Der Mut zum Nachdenken ist da. Der Mut zur Umsetzung schwach

Es gibt Hochglanzmagazine voller Leitartikel und Visionen. Unser tägliches Leben ist getaktet wie ein Schweizer Uhrwerk. Wir haben alles und für alles. Wir sitzen fest im Sattel. Wir sind in Sicherheit. Wir haben Ziele für jeden Augenblick unseres Berufslebens und darüber hinaus. Wir leben im Laufschritt. Das „Ich“ ist wichtiger als das „Wir“. Aber der Herzschlag ist beinahe flach. Der Herzschlag unserer Gesellschaft ist monoton. Das Herz schlägt, aber monoton. Wir haben alles. Wir sind müde. Die Gesellschaft, in der wir leben, ist müde.

Uns fehlen die Anreize

Wenn ich mich hinsetze, um zu schreiben, bin ich mir darüber bewusst, dass meine formulierten Gedanken zwar die eines nicht oberflächlichen Beobachters sind, jedoch nicht notwendigerweise durch empirische Forschung bewiesen. Und dies ist schließlich das, was eine Meinung ausmacht. Eine Meinung? Wir leben in einer müden Gesellschaft.
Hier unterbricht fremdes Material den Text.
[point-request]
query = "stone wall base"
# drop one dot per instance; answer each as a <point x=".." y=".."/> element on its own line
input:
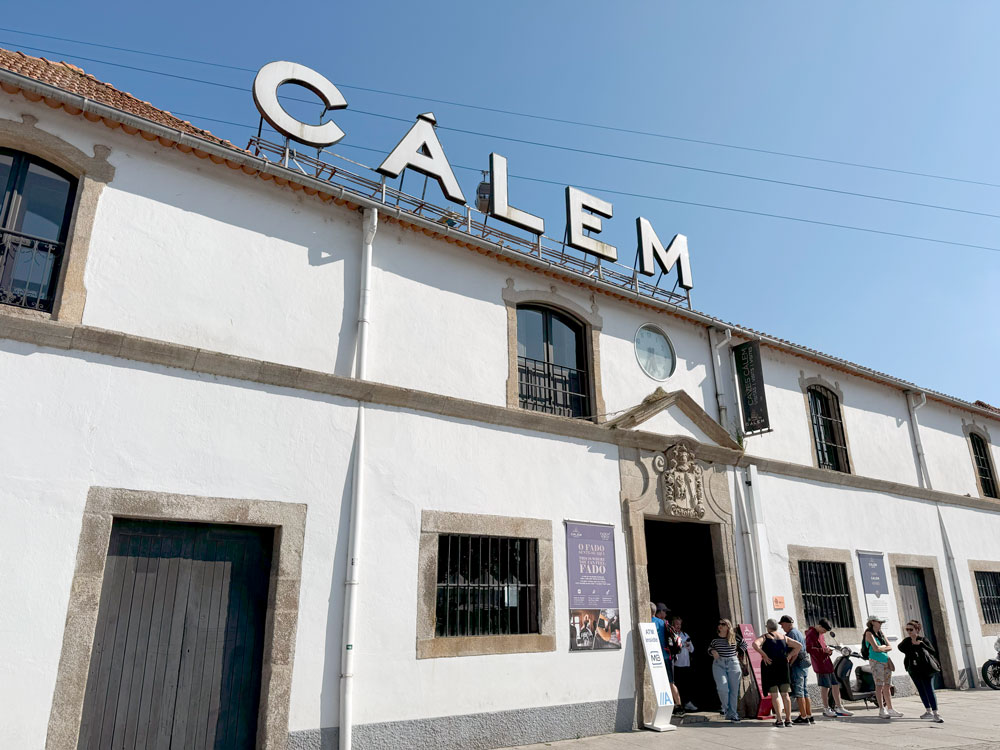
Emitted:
<point x="480" y="731"/>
Manchmal sieht das Herz, was für die Augen unsichtbar ist (unbekannter Autor)

Erinnern Sie sich noch an die Erschließung des Wilden Westens, die alpinen Erstbesteigungen, den Bau der ersten Eisenbahnlinien, die Eroberung des Weltraums oder geniale Projekte, die in Hobbykellern ihren Ursprung hatten? Jetzt ist alles Schnee von gestern. Oder man könnte sagen, es ist nur eine Seite unserer Geschichte. Hat der Westen den Gipfel der Maslowschen Bedürfnispyramide erreicht? Vielleicht. Begeisterungsfähige Menschen gibt es immer noch. Futuristische Projekte auch. Aber das Ganze bleibt auf gesellschaftliche Randgruppen beschränkt oder wird auf diese verdrängt, um schließlich in der Projektphase zurück in die Anonymität zu gleiten. Die Gesellschaft dahingegen ist müde; ihr fehlt das Adrenalin. Das gemeinsame Adrenalin. Jenes Adrenalin, das die Massen mitreißt. Jene Massen, die mit ihrer Vehemenz die Geschichte durcheinander gebracht haben. Jene Massen, die das reguläre und Jahrhunderte alte Ticktack des Elends und der Normalität durchbrochen und den Weg für den Fortschritt frei gemacht haben.

Deshalb ist heute auch Wohlbefinden quasi zu einem Synonym für Individualismus geworden. Ein Individualismus, der uns zuerst an uns selbst denken lässt und dann, wenn nötig, auch an die anderen. Freiwilligenarbeit oder ehrenamtliche Tätigkeiten, das Symbol des Zusammenhalts und der Zugehörigkeit, werden immer weniger attraktiv. Weniger attraktiv, weil ihr tieferer Sinn nicht mehr erkennbar oder verloren gegangen ist oder weil es keine persönliche Bereicherung gibt. Und die vielen Menschen, die immer noch an das Ehrenamt glauben, möchten sich nicht persönlich daran bereichern. Ich war 19 Jahre aktiver Pfadfinder, wobei ich gut 15 Jahre lang ehrenamtlich im Einsatz war. Meine vier Wochen Urlaub habe ich immer gerne der Pfadfindergruppe gewidmet. Wie viele Wochen Urlaub hatte ich nochmal? …. Vier… Ich würde es wieder tun.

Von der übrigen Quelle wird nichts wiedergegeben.